Monday, August 22, 2011

Of Banks, and the Men Who Rob Them

Picture it. Normal Monday at the bank. Here comes a fellow, maybe desperate for some cash to feed his family, and informs the teller that he has a bomb strapped to his body. Well, if somebody said that to me, I would hand over the "robbery pack" without hesitation. That's the package of money ready to go with the exploding dye inside. Remembering back to the days when I worked for a loan company. We always had a big cash drawer on Friday nights and while robbery wasn't as prevalent as it is these days, there was always the possibility. Our owner told us not to be a hero. Hand over the money and don't reach for the phone until the thief is out the door. I'm sure bank tellers are told the same thing. Give it up without question.

So anyway. Here's this crook, takes the money, goes out to the parking lot and gets in his car where an argument with his girlfriend ensues.
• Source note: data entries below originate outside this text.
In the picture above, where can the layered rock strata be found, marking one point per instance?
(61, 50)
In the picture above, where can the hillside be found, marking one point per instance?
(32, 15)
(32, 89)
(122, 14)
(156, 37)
Now here's where it gets strange. Although having just robbed a bank, it does seem strange that instead of driving off, he argues with his girlfriend. But it gets stranger. The Big Bad Bank Robber goes back into the bank and returns the money. Then he gets back in the car and leaves.

The police arrested him at his home a couple of hours later.

I'm not going to ask you to guess if this story is true or false, even though I'm pretty sure you think it's a figment of my imagination. It actually happened today in Conyngham, Luzerne County, Pennsylvania. Who could make this stuff up?

I can only guess at the scenario in the car. She asked how much he got. He said, "You want to count it?" She said, "Well, it better be enough for my nose job." He calls her an ungrateful witch and takes the money back inside.

That gene pool could use a free pour of Clorox.